Riva Dan
Riva Dan

Reputation: 47

How to aggregate an accumulative list in Pandas dataframe?

I have a Pandas dataframe like this one below.

    +--------+-------------------+
    | worker |  day  |    tasks  |
    +--------+-------------------+
    |   A    |   2   | 'read'    |
    |   A    |   9   | 'write'   |
    |   B    |   1   | 'read'    |
    |   B    |   2   | 'write'   |
    |   B    |   4   | 'execute' |
    +--------+-------------------+

I need to group dataframe by [col_1, day] and gain an acummulated list of tasks.
e.g. if worker 'A' has the task 'read' in day 2, then the tasks for day 9 should be ['read', 'write'] list.


The desired dataframe looks like this:

    +--------+-------------------------------------+
    | worker |  day  |          aggregation        |
    +--------+-------------------------------------+
    |   A    |   2   | ['read']                    |
    |   A    |   9   | ['read', 'write']           |
    |   B    |   1   | ['read']                    |
    |   B    |   2   | ['read', 'write']           |
    |   B    |   4   | ['read', 'write', 'execute']|
    +--------+-------------------------------------+

I tried to use cumsum

df = df.groupby(['worker', 'day'])['tasks'].apply(list).reset_index(name='aggregation').cumsum()

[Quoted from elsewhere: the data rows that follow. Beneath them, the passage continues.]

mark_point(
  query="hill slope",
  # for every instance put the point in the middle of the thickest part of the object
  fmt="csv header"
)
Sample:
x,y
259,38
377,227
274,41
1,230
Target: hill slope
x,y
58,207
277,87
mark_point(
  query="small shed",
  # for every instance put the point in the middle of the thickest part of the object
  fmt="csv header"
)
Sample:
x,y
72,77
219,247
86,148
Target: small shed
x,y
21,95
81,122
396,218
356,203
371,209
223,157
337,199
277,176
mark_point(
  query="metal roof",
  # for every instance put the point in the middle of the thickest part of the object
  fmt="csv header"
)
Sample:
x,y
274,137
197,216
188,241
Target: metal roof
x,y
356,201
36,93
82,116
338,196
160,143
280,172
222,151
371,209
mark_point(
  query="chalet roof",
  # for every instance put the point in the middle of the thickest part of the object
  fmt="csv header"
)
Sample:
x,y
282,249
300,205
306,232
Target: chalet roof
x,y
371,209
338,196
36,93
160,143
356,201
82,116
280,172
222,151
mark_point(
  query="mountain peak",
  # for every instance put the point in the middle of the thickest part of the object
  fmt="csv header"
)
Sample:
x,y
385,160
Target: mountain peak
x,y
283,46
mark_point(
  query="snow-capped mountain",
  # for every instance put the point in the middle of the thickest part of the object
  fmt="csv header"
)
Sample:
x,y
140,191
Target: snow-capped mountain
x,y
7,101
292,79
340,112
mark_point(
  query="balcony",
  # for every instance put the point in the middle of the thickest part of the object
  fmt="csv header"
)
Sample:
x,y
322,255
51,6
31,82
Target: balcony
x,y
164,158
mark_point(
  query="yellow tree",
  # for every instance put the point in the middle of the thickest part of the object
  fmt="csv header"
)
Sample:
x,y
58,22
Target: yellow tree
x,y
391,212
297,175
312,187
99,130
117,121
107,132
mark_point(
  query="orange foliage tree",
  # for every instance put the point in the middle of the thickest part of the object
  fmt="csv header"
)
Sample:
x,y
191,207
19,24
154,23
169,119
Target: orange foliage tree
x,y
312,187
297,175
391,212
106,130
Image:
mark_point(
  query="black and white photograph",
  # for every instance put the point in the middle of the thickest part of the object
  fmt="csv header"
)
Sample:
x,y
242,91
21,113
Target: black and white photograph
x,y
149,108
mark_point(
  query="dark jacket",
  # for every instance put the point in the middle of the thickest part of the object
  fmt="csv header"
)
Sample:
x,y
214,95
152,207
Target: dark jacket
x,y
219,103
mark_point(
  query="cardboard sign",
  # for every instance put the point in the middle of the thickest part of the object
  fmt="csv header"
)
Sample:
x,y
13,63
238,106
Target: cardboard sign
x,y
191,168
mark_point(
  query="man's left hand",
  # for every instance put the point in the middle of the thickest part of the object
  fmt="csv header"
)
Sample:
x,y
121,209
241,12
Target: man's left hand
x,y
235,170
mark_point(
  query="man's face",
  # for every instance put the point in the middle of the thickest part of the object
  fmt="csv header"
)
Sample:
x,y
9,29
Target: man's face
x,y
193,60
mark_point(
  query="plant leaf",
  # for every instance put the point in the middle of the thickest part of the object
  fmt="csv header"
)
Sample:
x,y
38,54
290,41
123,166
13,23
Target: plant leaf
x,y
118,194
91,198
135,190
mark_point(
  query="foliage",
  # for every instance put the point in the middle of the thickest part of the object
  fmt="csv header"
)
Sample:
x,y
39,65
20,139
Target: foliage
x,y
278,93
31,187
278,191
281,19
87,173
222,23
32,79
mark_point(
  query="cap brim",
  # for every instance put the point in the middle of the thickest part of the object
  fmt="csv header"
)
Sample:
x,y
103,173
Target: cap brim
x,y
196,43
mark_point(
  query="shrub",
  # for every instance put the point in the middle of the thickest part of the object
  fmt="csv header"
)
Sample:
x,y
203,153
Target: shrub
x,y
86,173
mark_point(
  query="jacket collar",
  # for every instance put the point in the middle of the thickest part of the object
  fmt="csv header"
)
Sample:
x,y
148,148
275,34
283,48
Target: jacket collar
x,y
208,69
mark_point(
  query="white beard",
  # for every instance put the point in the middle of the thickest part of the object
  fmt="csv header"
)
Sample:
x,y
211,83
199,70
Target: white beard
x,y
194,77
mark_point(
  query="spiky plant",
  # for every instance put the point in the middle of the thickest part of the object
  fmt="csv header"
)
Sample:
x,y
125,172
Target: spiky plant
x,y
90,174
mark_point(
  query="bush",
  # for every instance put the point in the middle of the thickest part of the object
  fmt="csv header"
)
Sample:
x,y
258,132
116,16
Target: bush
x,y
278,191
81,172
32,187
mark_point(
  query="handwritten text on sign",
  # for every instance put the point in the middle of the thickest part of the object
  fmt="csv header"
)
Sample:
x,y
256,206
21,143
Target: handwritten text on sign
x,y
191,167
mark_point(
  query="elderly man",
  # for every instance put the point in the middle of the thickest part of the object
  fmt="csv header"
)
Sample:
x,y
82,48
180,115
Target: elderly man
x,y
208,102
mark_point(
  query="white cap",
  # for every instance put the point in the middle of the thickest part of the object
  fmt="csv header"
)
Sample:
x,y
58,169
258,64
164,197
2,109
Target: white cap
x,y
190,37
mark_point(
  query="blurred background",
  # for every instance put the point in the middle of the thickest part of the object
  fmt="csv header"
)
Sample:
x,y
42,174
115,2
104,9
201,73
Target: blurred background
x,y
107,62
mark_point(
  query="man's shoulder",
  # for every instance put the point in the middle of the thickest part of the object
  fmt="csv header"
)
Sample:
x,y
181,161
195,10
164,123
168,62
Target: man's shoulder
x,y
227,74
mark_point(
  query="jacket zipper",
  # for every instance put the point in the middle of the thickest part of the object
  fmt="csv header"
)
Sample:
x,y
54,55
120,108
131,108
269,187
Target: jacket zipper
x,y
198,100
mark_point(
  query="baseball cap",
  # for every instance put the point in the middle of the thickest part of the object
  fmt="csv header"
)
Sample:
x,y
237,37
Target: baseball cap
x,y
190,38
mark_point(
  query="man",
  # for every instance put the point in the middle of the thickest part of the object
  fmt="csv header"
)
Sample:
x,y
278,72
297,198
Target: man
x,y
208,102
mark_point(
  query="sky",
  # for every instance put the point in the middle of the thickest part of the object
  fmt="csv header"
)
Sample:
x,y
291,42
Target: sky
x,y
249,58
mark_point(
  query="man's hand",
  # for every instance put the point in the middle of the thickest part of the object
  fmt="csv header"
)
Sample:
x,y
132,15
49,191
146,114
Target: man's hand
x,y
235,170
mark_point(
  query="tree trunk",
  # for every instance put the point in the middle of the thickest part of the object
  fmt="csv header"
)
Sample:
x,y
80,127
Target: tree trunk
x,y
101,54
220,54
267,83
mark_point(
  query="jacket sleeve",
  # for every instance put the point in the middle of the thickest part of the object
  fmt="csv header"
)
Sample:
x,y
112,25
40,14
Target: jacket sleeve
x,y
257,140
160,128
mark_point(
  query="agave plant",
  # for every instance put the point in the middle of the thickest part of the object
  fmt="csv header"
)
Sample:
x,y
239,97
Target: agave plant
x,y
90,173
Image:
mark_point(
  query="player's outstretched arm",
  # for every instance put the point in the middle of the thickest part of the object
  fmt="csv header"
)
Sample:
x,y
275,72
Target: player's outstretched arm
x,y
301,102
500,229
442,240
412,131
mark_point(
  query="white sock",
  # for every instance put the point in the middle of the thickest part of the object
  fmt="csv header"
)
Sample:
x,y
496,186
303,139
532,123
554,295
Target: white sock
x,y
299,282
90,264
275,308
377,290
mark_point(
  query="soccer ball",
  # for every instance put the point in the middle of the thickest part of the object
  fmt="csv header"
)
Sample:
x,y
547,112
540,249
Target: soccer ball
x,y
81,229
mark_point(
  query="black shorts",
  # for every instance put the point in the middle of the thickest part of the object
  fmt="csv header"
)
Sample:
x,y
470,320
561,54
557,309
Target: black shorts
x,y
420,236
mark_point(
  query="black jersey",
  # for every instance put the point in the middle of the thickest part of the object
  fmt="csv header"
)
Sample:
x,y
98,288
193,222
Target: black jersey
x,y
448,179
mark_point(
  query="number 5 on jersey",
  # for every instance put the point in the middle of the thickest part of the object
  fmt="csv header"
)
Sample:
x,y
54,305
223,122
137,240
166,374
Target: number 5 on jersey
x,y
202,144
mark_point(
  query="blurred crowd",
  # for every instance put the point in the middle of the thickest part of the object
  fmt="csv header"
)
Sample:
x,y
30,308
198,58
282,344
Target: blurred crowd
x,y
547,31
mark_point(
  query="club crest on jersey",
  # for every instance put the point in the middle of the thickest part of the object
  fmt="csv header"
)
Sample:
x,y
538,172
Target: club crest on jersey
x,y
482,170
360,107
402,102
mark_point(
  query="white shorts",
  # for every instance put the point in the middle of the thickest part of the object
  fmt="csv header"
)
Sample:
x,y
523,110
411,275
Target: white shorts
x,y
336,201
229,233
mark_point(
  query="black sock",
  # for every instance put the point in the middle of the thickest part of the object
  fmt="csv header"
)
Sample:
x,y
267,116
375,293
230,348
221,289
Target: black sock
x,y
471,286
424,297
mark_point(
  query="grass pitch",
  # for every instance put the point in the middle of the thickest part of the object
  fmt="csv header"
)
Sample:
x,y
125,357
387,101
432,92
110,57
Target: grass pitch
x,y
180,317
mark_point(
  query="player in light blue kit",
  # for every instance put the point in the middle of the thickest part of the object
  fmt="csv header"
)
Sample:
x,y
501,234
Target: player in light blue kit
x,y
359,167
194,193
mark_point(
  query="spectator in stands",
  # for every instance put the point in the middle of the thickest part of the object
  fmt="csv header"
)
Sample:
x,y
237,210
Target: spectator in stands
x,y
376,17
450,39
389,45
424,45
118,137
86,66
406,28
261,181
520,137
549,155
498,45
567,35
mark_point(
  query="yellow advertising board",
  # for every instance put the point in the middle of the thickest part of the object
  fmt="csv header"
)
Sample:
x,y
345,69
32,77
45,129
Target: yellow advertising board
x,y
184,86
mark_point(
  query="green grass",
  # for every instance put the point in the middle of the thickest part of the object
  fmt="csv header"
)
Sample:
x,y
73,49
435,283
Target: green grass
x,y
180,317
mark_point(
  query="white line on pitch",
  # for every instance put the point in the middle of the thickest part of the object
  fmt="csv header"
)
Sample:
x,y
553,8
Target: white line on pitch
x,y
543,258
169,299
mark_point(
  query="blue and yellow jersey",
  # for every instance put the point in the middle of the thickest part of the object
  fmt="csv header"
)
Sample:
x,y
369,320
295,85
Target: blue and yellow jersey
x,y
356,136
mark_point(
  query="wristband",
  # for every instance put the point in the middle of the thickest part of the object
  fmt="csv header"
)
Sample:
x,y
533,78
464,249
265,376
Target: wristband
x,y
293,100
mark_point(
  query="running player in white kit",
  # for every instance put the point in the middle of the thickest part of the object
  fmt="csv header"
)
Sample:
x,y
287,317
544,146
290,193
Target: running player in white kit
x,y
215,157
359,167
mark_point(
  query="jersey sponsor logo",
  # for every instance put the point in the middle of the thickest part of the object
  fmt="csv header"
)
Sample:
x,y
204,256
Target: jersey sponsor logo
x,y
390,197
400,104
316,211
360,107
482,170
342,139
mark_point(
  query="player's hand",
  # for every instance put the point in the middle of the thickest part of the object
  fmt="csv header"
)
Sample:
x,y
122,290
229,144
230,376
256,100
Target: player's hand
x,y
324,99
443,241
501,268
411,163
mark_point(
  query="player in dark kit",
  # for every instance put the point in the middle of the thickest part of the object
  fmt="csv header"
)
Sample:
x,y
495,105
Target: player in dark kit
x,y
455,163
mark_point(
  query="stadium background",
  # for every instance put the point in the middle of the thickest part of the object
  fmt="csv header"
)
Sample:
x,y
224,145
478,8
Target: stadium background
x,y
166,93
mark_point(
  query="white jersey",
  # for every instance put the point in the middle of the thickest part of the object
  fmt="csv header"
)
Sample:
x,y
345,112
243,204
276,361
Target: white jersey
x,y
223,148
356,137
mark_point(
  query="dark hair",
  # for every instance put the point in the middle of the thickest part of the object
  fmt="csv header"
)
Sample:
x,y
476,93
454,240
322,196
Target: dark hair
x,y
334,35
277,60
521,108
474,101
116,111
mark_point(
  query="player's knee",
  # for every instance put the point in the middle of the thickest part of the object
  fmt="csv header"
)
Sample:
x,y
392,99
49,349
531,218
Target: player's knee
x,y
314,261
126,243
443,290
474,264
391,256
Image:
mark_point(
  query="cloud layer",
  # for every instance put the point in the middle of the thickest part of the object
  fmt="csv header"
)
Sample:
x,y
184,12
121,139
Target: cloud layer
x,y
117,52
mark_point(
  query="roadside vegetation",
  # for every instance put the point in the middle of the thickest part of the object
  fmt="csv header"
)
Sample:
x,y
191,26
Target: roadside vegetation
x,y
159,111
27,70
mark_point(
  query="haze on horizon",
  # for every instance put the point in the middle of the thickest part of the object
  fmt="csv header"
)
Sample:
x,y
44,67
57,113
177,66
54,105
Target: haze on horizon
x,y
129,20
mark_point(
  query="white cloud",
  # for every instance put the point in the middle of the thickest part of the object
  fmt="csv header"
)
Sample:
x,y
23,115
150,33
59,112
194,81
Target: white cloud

But it aggregates an accumulation for all the columns and not inside the groups for certain column.

Upvotes: 2

Views: 138

Answers (1)

cs95
cs95

Reputation: 402814

One straightforward method (although not ideal in terms of performance — then again you're storing lists in columns so your mileage will vary) is to do a groupby and cumsum with lists.

df['tasks'].map(lambda x: [x]).groupby(df['worker']).apply(pd.Series.cumsum) 

0                    [read]
1             [read, write]
2                    [read]
3             [read, write]
4    [read, write, execute]
Name: tasks, dtype: object

Or, very similarly,

(df.assign(tasks=df['tasks'].map(lambda x: [x]))
   .groupby('worker')['tasks']
   .apply(pd.Series.cumsum))

0                    [read]
1             [read, write]
2                    [read]
3             [read, write]
4    [read, write, execute]
Name: tasks, dtype: object

Since you're cumsumming objects (and not numeric data), we need to apply pd.Series.cumsum instead of calling the cythonized GroupBy.cumsum which chokes on python lists.

Upvotes: 3

Related Questions